I find the grip that comes with the metal entrance disk to be hard to grab, especially when you are closing it with mean guard bees or opening it after bringing it back to the yard and bumping it a few times. So I added a bigger grip.

I set the disk it on my vise opened just as wide as the grip, and banged the grip out a bit with a flat point chisel. I then threaded in a key chain ring, or in this case a whole key chain. One friend asked "Oh, are you locking your bait hives now?"


----------



## Saltybee (Feb 9, 2012)

Kind of big for your Pandora bracelet.

Nice addition, they way they should be made.


----------



## JakeDatc (Apr 19, 2010)

That would be one gas station bathroom keychain... you steal the key, you're stuck with angry bees!


----------



## wirenut501 (Apr 29, 2013)

odfrank
What size hole do you drill for your entrance?


----------



## mathesonequip (Jul 9, 2012)

real good idea


----------



## odfrank (May 13, 2002)

wirenut501 said:


> odfrank
> What size hole do you drill for your entrance?


1 1/8". 
Sloped down to the outside, with hole saw and then some sanding.


----------



## odfrank (May 13, 2002)

mathesonequip said:


> real good idea


Thanks, though it took me about five years of fumbling before I came up with it. No I have to do the same to about 20 old traps and unused disks.


----------



## toekneepea (Jul 7, 2010)

Sent a PM to odfrank about this, but couldn't follow up and send a thank you to his reply - so I thought that I'd post it here.



odfrank said:


> I went to just bending out the little handle with a punch so that I could grab it or push it with my hive tool.
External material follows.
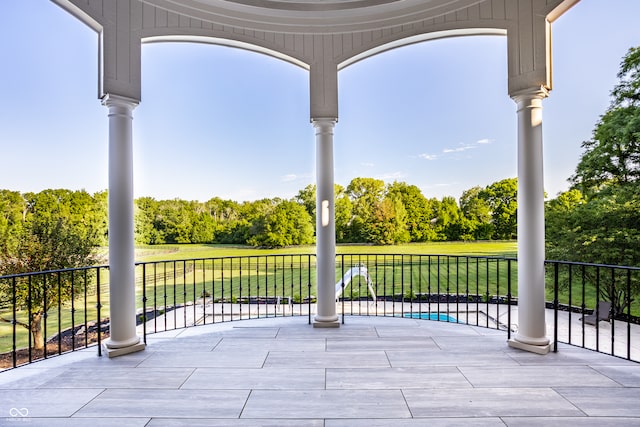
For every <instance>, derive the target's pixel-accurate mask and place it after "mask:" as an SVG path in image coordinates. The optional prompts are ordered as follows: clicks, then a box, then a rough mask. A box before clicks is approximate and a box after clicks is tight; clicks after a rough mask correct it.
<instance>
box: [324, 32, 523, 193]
mask: <svg viewBox="0 0 640 427" xmlns="http://www.w3.org/2000/svg"><path fill="white" fill-rule="evenodd" d="M506 43H507V40H506V38H505V37H495V36H474V37H456V38H447V39H439V40H432V41H429V42H421V43H418V44H412V45H407V46H403V47H400V48H396V49H393V50H389V51H386V52H384V53H381V54H378V55H375V56H371V57H368V58H366V59H365V60H362V61H360V62H357V63H355V64H353V65H351V66H349V67H347V68H344V69H343V70H341V71H340V73H339V79H340V80H339V85H340V123H339V125H338V128H337V132H336V181H338V182H339V183H341V184H344V185H346V184H348V183H349V181H350V180H351V179H353V178H354V177H358V176H360V177H373V178H377V179H383V180H384V181H385V182H393V181H394V180H398V181H406V182H407V183H408V184H412V185H416V186H418V187H419V188H421V189H422V190H423V193H424V194H425V196H426V197H438V198H440V197H442V196H453V197H456V198H458V197H460V195H461V194H462V192H463V191H464V190H467V189H469V188H471V187H473V186H476V185H480V186H486V185H489V184H491V183H492V182H495V181H498V180H501V179H504V178H510V177H514V176H515V175H516V162H515V159H516V130H515V129H516V121H515V119H514V104H513V101H512V100H511V98H509V96H508V94H507V66H506V62H507V49H506ZM353 159H357V161H356V162H354V161H353ZM380 159H384V162H383V163H382V162H380ZM458 172H464V173H458Z"/></svg>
I also put a circular copper wire on a few.
> 
> 
> 
> ...


----------



## mrobinson (Jan 20, 2012)

I guess I ought to be embarrassed to say that I don't use disks. I drilled three wine-cork sized holes (in the side) and plug a couple of 'em up with wine corks. Done.


----------



## sakhoney (Apr 3, 2016)

I loosen the screw - then place my hive tool on the nub and bump it into place and retighten the screw


----------